OpenAI shipped GPT-4.1 with several pricing changes that mattered as much as the raw capability gains. The flagship variant cost roughly 26% less per output token than GPT-4o on median request mixes, the prompt caching discount was raised from 50% to 75%, and the company removed the long-context surcharge that had applied to certain extended-context APIs in the previous generation. The combination meant teams could push longer prompts without paying premium rates per token.[1]
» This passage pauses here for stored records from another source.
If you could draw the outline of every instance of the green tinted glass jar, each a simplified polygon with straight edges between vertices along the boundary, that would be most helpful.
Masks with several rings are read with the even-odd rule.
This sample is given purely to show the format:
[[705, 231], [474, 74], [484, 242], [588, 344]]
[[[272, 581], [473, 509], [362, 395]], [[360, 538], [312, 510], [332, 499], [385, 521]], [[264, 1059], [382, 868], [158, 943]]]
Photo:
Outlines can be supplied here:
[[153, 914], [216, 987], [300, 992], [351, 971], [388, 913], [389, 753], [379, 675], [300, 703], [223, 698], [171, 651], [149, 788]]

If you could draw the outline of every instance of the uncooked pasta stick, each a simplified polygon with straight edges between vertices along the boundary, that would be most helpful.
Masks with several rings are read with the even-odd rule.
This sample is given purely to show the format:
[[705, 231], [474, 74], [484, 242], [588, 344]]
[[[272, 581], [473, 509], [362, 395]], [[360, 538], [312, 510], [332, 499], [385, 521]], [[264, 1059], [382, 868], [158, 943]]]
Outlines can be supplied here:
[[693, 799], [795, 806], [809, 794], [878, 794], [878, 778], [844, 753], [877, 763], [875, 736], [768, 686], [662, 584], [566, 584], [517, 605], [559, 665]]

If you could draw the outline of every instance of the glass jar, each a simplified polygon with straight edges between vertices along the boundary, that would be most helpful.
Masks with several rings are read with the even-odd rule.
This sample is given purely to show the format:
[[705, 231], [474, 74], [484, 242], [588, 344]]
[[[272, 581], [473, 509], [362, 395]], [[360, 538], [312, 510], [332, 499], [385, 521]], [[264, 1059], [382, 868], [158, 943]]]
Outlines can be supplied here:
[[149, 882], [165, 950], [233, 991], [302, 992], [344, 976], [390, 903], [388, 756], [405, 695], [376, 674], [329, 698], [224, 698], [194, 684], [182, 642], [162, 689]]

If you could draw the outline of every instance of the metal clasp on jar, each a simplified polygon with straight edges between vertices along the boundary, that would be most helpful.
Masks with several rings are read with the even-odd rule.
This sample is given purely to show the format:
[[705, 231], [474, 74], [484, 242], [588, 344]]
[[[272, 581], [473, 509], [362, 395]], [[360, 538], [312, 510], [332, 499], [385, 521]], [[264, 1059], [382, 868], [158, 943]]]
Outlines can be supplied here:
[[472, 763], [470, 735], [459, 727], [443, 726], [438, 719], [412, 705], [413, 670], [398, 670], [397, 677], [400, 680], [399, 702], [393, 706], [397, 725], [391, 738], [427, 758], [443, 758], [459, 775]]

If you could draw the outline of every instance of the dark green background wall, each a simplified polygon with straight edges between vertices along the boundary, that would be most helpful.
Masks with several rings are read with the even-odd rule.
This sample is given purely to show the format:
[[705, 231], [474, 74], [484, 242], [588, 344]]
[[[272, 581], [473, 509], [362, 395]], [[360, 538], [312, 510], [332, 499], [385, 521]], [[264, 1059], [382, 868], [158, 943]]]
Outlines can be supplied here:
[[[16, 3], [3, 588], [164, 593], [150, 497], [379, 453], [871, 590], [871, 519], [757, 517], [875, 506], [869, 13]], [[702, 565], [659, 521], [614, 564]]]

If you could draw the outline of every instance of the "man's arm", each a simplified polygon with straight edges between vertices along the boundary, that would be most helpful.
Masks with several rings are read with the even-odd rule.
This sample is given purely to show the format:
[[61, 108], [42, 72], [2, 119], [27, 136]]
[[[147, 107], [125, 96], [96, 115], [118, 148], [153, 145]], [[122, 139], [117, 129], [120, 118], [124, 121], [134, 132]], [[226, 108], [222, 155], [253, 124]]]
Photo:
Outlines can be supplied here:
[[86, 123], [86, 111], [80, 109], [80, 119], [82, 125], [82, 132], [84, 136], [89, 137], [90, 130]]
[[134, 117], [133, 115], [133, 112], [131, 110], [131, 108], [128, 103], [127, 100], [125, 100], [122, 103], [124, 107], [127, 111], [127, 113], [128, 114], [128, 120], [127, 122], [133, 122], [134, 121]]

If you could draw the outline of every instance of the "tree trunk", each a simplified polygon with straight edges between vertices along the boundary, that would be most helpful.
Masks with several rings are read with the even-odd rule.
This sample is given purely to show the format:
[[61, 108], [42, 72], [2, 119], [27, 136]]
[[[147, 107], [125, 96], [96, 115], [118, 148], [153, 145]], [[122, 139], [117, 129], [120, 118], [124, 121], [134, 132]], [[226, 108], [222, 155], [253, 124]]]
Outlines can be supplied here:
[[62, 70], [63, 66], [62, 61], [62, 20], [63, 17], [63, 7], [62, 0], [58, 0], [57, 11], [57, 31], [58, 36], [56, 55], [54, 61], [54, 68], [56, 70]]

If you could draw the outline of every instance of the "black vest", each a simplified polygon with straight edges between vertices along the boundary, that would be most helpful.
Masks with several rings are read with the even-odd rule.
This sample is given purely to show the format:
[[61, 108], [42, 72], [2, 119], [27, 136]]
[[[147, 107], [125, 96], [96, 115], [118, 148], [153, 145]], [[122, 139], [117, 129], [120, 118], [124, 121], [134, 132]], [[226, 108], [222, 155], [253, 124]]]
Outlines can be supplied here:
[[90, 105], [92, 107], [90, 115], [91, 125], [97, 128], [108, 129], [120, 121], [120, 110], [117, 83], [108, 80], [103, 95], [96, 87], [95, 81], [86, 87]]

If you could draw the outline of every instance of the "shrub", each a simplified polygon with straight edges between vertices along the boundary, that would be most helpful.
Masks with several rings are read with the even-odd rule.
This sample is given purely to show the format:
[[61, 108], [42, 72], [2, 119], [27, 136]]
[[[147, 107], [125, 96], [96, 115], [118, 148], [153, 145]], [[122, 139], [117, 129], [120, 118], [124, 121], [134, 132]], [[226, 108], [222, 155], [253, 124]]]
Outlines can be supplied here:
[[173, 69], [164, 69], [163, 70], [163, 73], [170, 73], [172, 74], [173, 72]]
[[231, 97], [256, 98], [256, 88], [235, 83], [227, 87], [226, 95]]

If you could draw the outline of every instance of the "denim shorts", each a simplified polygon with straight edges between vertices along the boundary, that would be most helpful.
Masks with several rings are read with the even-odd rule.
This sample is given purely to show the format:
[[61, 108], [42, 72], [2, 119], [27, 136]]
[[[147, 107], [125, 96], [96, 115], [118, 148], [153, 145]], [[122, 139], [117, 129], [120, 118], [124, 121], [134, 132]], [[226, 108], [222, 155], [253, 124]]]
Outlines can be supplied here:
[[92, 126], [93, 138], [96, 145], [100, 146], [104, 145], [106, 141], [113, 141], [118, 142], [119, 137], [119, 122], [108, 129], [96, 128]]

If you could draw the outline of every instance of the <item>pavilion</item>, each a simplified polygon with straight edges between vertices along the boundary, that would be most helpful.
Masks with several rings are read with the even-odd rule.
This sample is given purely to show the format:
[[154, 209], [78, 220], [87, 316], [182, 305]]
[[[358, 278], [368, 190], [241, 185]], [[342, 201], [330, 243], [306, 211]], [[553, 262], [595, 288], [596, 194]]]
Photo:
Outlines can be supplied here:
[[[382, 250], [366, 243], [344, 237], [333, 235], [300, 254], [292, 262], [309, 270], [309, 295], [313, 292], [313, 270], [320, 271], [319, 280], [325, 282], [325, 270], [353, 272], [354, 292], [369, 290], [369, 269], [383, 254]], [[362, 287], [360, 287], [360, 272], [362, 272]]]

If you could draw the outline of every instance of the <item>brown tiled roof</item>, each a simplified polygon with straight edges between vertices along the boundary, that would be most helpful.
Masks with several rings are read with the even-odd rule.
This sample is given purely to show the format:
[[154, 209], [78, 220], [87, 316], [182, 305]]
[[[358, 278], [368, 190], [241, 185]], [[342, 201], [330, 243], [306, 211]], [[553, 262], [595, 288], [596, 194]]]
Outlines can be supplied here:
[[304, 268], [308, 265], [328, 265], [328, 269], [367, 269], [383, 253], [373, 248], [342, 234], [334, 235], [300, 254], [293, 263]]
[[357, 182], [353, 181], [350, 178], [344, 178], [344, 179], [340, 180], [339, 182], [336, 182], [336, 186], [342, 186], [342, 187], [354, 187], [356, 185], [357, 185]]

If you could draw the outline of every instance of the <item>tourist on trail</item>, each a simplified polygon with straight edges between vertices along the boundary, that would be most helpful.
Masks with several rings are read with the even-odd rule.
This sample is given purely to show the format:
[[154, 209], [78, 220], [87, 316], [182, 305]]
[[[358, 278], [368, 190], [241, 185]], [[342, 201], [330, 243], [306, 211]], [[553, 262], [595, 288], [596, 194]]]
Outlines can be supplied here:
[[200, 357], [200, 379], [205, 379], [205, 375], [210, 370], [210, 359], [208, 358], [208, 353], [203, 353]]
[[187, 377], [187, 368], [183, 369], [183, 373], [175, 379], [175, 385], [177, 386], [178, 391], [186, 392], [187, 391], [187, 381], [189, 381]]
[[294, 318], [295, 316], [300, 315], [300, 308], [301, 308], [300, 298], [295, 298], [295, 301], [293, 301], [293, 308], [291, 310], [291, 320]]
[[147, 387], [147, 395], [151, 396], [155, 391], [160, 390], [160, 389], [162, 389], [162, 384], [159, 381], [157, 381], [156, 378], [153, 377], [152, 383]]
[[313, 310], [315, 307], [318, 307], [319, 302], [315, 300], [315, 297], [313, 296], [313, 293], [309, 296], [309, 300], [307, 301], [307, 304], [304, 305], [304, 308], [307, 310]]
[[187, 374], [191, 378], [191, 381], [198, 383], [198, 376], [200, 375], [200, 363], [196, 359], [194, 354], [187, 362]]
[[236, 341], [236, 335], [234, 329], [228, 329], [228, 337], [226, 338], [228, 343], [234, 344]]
The table below summarises the headline characteristics of the family at launch.

| Aspect | Detail |
|---|---|
| Developer | [OpenAI](/wiki/openai) |
| API release date | April 14, 2025 |
| ChatGPT release date | May 14, 2025 (Plus, Pro, Team) |
| Variants | GPT-4.1, [GPT-4.1 mini](/wiki/gpt-4.1-mini), [GPT-4.1 nano](/wiki/gpt-4.1-nano) |
| Context window | 1,000,000 tokens (input), 32,768 tokens (output) |
| Knowledge cutoff | June 2024 |
| Modality | Text and image input, text output |
| Predecessor | [GPT-4o](/wiki/gpt_4o) |
| Successor | [GPT-5](/wiki/gpt-5) |
| Access | API, [Azure AI Foundry](/wiki/azure_ai_foundry), [GitHub Copilot](/wiki/github_copilot), ChatGPT (since May 14, 2025) |

## When was GPT-4.1 released?

GPT-4.1 was announced via a livestream and a blog post titled "Introducing GPT-4.1 in the API" on April 14, 2025.[1] The announcement was unusual for OpenAI in two ways. First, the new family launched only through the API, with no immediate ChatGPT presence, which was a reversal of the company's usual pattern of debuting a flagship in the consumer product. Second, OpenAI used the same announcement to disclose the deprecation of GPT-4.5 Preview, the experimental large model that had been launched in February 2025 and that OpenAI had previously described as its largest non-reasoning model.[1][4]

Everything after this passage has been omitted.